Toronto-based ICS now offers student internships in Cuba
The next time you check into a hotel in Havana, the front-desk clerk helping you just might be a student from Canada.
International Career Studies (ICS), a Toronto based firm that sets up overseas internships for Canadian and other foreign students, now has options to work in Cuba.
Working with CubaPlus Travel a spinoff of Vancouver tourism magazine CubaPlus ICS offers internships ranging from one month (C$1,695) to six months (C$5,695). These fees cover internship placements, accommodations, meal plans, in-country orientation, cultural excursions and medical and travel insurance, as well as visa support.
Students signing up for the program must still cover their own round-trip airfare to Cuba, as well as the visa application fee and Spanish-language classes at the University of Havana.
“The areas students can sign up for range from architecture to arts, medicine, hospitality and tourism,” said an ICS official. “Regarding architecture, if an undergrad student is still studying in that area, that person would work with a Cuban [architecture] professor. Or that student can work with one of the restoration projects taking place in Old Havana.”

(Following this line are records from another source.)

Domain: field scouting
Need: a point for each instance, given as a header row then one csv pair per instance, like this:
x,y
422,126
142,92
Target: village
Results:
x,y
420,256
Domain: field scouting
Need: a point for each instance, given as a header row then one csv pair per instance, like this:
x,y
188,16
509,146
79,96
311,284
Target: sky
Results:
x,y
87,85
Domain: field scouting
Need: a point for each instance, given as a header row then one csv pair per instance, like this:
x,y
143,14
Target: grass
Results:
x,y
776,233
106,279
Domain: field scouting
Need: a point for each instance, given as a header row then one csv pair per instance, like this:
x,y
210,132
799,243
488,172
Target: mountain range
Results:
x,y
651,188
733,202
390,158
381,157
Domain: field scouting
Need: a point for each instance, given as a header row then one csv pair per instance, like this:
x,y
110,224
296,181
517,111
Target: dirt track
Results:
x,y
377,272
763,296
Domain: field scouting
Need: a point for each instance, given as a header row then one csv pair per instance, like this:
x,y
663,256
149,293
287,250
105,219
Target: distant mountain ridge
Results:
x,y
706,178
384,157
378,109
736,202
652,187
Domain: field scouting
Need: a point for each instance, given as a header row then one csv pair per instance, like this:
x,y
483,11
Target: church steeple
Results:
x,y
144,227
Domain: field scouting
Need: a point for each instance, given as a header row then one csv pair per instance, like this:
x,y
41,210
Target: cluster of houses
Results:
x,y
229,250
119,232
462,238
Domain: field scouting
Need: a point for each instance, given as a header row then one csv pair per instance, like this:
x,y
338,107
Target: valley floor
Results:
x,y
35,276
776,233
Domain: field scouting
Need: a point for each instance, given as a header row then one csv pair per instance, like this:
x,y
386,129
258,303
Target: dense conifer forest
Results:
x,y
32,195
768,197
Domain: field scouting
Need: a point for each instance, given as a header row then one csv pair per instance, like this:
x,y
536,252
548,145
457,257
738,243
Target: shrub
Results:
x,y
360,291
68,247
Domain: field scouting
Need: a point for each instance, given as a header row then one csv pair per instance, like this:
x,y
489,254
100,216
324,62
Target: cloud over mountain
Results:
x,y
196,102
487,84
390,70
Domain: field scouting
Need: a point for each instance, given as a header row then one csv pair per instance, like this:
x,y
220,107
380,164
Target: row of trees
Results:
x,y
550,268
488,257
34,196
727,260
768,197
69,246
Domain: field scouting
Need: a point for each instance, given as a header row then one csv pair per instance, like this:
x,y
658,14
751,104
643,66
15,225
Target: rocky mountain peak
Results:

One of ICS’s strengths is internships in Cuba’s booming tourism sector, with placements at various hotels and resorts in Havana, Varadero and elsewhere.
“We place people in different areas,” said the ICS official. “We have a lot of contact within Cuba’s hospitality industry. We also work with the tour agencies in Cuba.”
Among positions open to these students: front-desk clerks, bartenders, tour guides, translators and travel counselors. For pre-med students, internships in the medical sector include lab technicians/researchers, dental assistance, patient service workers and physical therapists.
Aspiring young journalists can also sign up with ICS.
“Volunteering in Cuba for journalism and media means being paired with writers, editors, photographers, printers and journalists [who work with] CubaPlus magazine, which is supported by Prensa Latina,” the website says. “They cover a variety of topics around the island, while gaining an up-close, personal look at what it means to be authentically Cuban.”
CubaPlus’ involvement with this Cuba program makes the most sense for undergrad students geared toward tourism.
That publication regularly showcases the island’s music and culture, and CubaPlus owner Dominic Soave has been a longtime Canadian promoter of Cuba’s travel destinations, appearing at trade shows like FIHAV and this month’s Feria Internacional de Turismo in Varadero.